As a side note, a bevy of SharePoint management features found their way into our PowerShell library simply because we had customers who needed them in short order. For example, we now have the ability to take a View from any SharePoint List and make a copy of it in the same List or a different one even on another SharePoint Site. Of course, one must be very careful with this kind of power, since creating Views with field references that don't exist in the List will certainly break the View if not the entire List itself. When we've added sufficient safety checks, we'll open the capability up as part of the CloudPrep product.

This week, we introduced the concept of using a hash algorithm to test whether files in SharePoint match those on our local drive. Use of a hash in addition to checking the file size and date stamps of a document ensures that the document has been uploaded into SharePoint and that it has not been corrupted in the process. We developed this ability in order to add credibility to Office 365 migrations where we may be moving hundreds of thousands or even millions of files, and we need to establish that the migration process has been completed satisfactorily. This capability can also be used to perform duplicate file detection, and we may develop a follow on product or feature to do just that later on.

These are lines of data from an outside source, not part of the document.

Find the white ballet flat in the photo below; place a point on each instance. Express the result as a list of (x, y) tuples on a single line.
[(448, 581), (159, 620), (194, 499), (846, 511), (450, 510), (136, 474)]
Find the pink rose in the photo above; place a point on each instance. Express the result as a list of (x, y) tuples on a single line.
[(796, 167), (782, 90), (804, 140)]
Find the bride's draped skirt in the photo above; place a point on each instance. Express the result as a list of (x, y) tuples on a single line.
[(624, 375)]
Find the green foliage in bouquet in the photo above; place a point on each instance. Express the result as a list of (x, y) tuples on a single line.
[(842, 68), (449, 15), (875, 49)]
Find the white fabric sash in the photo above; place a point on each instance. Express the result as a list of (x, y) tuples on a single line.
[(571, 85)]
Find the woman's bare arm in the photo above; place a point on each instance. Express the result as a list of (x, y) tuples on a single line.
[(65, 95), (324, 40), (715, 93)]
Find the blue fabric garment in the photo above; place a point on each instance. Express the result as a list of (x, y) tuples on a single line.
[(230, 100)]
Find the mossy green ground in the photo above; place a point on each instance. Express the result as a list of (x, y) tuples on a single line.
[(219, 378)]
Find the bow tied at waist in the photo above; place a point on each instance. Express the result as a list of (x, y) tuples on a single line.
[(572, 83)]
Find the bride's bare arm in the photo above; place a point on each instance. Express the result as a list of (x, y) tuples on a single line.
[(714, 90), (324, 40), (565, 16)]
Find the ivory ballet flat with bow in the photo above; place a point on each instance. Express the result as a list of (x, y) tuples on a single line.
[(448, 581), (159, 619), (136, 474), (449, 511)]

Next week, we're planning to work on some important features that we feel are a must for getting this product to where we want it to be.

The first is the make sure that we can translate between Active Directory permissions on the local file system and users in SharePoint. The primary purpose here is to preserve meaningful data for Created By and Modified By fields in SharePoint; this is something we can't do yet. As part of this process, we'll be introducing PowerShell commands to add new users into SharePoint sites and manage groups. For most customers, this is probably of limited use. However, those with several hundred users or groups to manage will find it much easier to deal with these via PowerShell instead of using the SharePoint admin web pages. For consultants, it will make migrations faster by speeding up the time it takes to implement the security configuration. Our goal here is to lower the cost of our migration services.

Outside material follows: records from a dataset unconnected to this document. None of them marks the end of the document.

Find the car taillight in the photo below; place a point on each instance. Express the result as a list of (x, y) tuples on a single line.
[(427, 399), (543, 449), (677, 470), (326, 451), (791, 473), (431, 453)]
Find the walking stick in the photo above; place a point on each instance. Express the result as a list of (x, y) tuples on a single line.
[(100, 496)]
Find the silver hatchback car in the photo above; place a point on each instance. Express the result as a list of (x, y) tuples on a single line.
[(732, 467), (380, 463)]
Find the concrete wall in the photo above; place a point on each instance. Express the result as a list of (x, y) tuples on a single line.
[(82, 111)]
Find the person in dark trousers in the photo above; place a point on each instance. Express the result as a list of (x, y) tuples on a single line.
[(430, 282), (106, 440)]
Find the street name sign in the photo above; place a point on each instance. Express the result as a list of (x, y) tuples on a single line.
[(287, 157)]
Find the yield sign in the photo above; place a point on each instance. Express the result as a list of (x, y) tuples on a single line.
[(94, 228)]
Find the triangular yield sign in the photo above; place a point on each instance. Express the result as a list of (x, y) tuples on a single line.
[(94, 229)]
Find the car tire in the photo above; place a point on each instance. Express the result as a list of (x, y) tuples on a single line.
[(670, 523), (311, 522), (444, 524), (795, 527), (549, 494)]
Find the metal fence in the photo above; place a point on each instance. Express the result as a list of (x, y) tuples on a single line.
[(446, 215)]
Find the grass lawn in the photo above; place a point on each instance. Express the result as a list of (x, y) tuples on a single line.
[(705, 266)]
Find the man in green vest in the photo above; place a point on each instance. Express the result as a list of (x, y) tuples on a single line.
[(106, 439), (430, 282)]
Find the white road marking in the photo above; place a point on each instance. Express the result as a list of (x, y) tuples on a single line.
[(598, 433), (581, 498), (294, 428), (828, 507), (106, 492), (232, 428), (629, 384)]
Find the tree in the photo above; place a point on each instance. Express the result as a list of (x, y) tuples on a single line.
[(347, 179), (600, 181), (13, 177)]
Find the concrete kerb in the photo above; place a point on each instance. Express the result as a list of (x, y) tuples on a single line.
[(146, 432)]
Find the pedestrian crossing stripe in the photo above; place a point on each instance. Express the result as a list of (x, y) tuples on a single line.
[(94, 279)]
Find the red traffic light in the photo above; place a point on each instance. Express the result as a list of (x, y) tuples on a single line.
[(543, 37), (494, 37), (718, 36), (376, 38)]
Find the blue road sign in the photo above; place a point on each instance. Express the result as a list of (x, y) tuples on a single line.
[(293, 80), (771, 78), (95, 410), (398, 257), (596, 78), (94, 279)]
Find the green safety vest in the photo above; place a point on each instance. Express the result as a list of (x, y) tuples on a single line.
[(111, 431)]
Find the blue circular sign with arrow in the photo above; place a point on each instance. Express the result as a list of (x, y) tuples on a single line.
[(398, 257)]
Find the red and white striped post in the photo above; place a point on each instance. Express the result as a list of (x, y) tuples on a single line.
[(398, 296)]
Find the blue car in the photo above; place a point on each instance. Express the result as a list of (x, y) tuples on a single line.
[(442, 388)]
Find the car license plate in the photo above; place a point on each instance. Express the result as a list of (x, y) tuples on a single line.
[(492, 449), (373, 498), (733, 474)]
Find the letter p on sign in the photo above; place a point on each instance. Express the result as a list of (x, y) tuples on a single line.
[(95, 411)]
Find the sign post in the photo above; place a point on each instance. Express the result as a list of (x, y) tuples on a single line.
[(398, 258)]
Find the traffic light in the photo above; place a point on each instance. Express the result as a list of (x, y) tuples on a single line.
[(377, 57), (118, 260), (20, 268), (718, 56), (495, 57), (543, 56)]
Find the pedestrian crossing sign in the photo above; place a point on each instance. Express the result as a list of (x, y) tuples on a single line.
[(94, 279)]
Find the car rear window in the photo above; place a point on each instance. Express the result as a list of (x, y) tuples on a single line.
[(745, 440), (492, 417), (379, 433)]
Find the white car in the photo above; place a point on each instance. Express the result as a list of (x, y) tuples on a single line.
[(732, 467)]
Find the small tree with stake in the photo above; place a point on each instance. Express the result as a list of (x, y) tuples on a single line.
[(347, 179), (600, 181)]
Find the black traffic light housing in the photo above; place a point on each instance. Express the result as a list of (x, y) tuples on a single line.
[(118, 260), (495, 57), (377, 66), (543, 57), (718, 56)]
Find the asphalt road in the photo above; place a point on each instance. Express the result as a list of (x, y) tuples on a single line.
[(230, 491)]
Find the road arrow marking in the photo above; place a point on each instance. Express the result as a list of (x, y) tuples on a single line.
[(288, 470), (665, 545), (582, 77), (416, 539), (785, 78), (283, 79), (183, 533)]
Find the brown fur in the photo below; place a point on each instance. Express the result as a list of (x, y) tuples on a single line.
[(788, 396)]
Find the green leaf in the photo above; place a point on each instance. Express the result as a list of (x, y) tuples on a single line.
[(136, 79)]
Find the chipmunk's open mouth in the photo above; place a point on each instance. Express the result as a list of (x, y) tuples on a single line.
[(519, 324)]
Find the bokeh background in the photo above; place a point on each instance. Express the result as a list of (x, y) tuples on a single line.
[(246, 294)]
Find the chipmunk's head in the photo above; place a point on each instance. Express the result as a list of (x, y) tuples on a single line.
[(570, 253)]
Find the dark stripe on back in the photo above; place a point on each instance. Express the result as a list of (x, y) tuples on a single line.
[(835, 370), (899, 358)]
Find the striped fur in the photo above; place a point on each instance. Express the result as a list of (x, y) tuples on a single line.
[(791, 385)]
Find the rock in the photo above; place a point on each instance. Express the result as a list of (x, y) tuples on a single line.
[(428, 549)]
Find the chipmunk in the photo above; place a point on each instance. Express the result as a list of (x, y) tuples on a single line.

The next things we do after that will be:

  • Download documents from SharePoint to the local drive
  • Assign metadata from CSV file as you upload documents
  • Flatten a folder structure as you upload it.


These are harder to do than you might think. I'll post more on this in coming weeks, including our challenges and progress updates.

What tool should you use to Deploy SharePoint Projects?


At this point, I have tried them all. I hand rolled my solutions; used early versions of WSPBuilder; struggled with the interface for VSeWSS 1.0, 1.1 CTP, and 1.1 final; and even tried a few offbeat solutions.

Until this summer, every method had serious problems that made packaging and deployment problematic. Revisiting my posts, I see that I never mentioned this before, but I owe props to my colleague Ted Calhoon who turned my on to the WSPBuilder Extensions. I switched over, and I never looked back.

http://www.codeplex.com/wspbuilder/Release/ProjectReleases.aspx?ReleaseId=16820

They are a bit counterintuitive, and the commands to flush out the folder structure are well buried, but once you get the hang of them, they are the best around - at least until someone comes up with something better.

In future, I'll do a walkthrough.

Update 5/1/2010: Microsoft has finally delivered a tool of their own with Visual Studio 2010. We've played with it a few times, and may still need to use WSPBuilder extensions for some time to support our legacy projects. They're very similar, and it appears that the SharePoint tema got this part right for the new version.